The most straightforward answer to this question is that there is no safe level of asbestos exposure. However, according to most experts, "brief exposure" to asbestos just a few times will probably not cause long-term problems.

In most cases of asbestos-related diseases, workers have suffered from years of constant exposure to high amounts of asbestos. Employees who have experienced these kinds of conditions will have a high chance of developing mesothelioma, cancer, asbestosis or other problems in their lungs.

The Environmental Protection Agency says that workers exposed to air with 44 asbestos fibers per cubic centimeter -- which is a high concentration -- experience a 2.8 percent higher likelihood of developing lung cancer. There is a lot of evidence showing the statistical effects of high levels of asbestos exposure; however, we don't know a lot about the effects of long-term low-level exposure. All we know is that it's dangerous too and can lead to fatal diseases.

In Libby, Montana -- where for seven decades the biggest employer of townspeople was a vermiculite mine -- instances of asbestosis were 40 to 60 times greater. The problem is that the specifics related to this data are largely unknown.

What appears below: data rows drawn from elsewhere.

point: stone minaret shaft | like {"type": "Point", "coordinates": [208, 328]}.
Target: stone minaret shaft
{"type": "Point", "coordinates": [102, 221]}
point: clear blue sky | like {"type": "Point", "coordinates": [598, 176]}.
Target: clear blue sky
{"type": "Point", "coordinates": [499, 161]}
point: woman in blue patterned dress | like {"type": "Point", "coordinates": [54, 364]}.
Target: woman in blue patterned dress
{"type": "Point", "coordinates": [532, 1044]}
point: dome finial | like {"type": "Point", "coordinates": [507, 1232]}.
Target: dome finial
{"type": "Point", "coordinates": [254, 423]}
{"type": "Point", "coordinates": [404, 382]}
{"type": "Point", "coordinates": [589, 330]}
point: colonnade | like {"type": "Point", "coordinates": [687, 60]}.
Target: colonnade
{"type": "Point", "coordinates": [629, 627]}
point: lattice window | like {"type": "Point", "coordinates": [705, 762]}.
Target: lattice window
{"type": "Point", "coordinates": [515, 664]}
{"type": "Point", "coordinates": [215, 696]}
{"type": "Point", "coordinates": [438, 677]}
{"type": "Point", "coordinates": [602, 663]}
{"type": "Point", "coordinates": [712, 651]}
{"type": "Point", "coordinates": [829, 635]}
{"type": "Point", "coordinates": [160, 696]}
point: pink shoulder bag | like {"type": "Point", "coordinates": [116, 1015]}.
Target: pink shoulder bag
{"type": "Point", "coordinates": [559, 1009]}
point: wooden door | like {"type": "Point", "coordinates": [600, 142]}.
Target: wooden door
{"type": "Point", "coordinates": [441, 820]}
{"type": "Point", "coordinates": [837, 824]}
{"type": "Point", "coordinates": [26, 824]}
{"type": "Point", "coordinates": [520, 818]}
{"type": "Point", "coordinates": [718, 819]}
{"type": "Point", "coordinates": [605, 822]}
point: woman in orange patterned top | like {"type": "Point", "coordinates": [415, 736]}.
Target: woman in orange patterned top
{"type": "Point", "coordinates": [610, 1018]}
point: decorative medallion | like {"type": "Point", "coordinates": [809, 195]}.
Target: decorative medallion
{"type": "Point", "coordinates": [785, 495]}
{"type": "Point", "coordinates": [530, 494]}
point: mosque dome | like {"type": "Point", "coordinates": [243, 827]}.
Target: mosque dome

The federal government has created air standards for employers. These air standards require workers not to be exposed to more than .1 asbestos fiber per cubic centimeter of air during an 8-hour work period. However, certain industries have higher allowance levels -- like in the plastics industry -- where limits can go up to .5 fibers for every cubic centimeter of air.

It's better to be safe than sorry. Some Pennsylvania workers can make it through their lives and their careers without developing symptoms of asbestosis. However, others cannot, and these workers may need to pursue workers' compensation benefits to pay for the medical care required to treat their disease symptoms.